Being Born Rich Still Leads to Success More Than Working Hard in School
2nd September 2019
Vice, a reliable Voice of the Crust, descends into self-parody.
But economic justice groups in the UK are campaigning hard to fix a broken system.
‘Broken system’? How is this a ‘broken system’? It appears that it works pretty well; all the efforts of ‘economic justice groups’ (and they weren’t just born yesterday) haven’t succeeded in eliminating it. That’s certainly my definition of a robust unbroken system.
The fact that the system doesn’t lead to the outcomes that Certain People would like is, of course, another question. But let’s not pretend that it’s a ‘ broken system’.
Sweeping education reforms have done very little to change the fact that in the UK, being born well is by far the surest route to prosperity.
The assumption here is that ‘education reforms’ are somehow supposed to make sure that those who are ‘born well’ don’t get a sure route to prosperity. Just how is that supposed to work, exactly? If Ringo has rich parents who never sent him to school for even a day but who gave him a potload of money, then Ringo’s prosperity is pretty much guaranteed even in the face of a total lack of education. It would seem, therefore, that ‘education reforms’, no matter how ‘sweeping’ their nature, aren’t going to do what they’re expected to. The obvious conclusion that suggests itself is that Certain People are leaning on the wrong tools, tools that will never achieve their Desired Outcome.
Since the 1980s, the degree of social fluidity in Britain has plummeted with more people experiencing descent than ascent.
Perhaps it’s the fault of ‘sweeping education reforms’. If you change a condition, and the outcome is worse than it was, I kinda think that it might be the change in the condition that caused it.
“Decades of educational policy have completely overlooked that younger generations of men and women now face less favorable mobility prospects than did their parents—or their grandparents despite having earned higher qualifications,” Dr. John Goldthorpe – a leading sociologist at the University of Oxford and author of the study Social Class Mobility in Modern Britain: Changing Structure, Constant Process – told VICE Impact. “That is, they are less likely to experience upward mobility and more likely to experience downward mobility,’
This again suggests that ‘decades of educational policy’ are the culprit, rather than a possible cure. I rather suspect that we’re going to be presented with a scheme to double down on what hasn’t worked before. ‘This time for sure!’ Uh, no.

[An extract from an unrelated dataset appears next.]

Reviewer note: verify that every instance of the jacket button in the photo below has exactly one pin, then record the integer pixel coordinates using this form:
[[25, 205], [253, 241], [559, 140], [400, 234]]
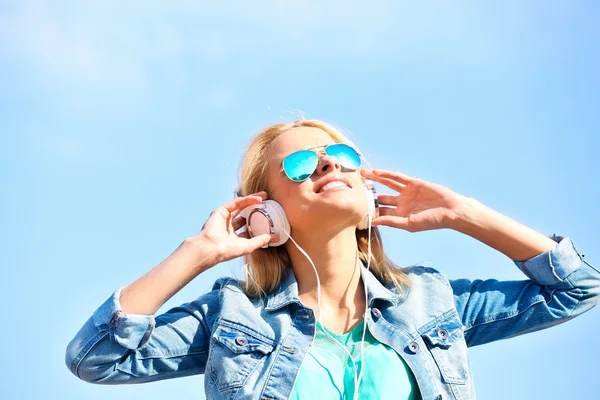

His work shows that investments in education at the national level have very little impact on social mobility because rich families are using their economic, cultural and social capital to ensure that their children stay ahead.
I guess ‘investments in education’ didn’t screw rich people as effectively as they were supposed to. I’ll bet you didn’t know that the object of education policy was to increase social mobility rather than, say, make people educated. I know it came as a surprise to me.
I could continue this fisking exercise, but I’m sure you get the drift. It’s not enough that Certain People get educated, the Wrong People have to get screwed in the process.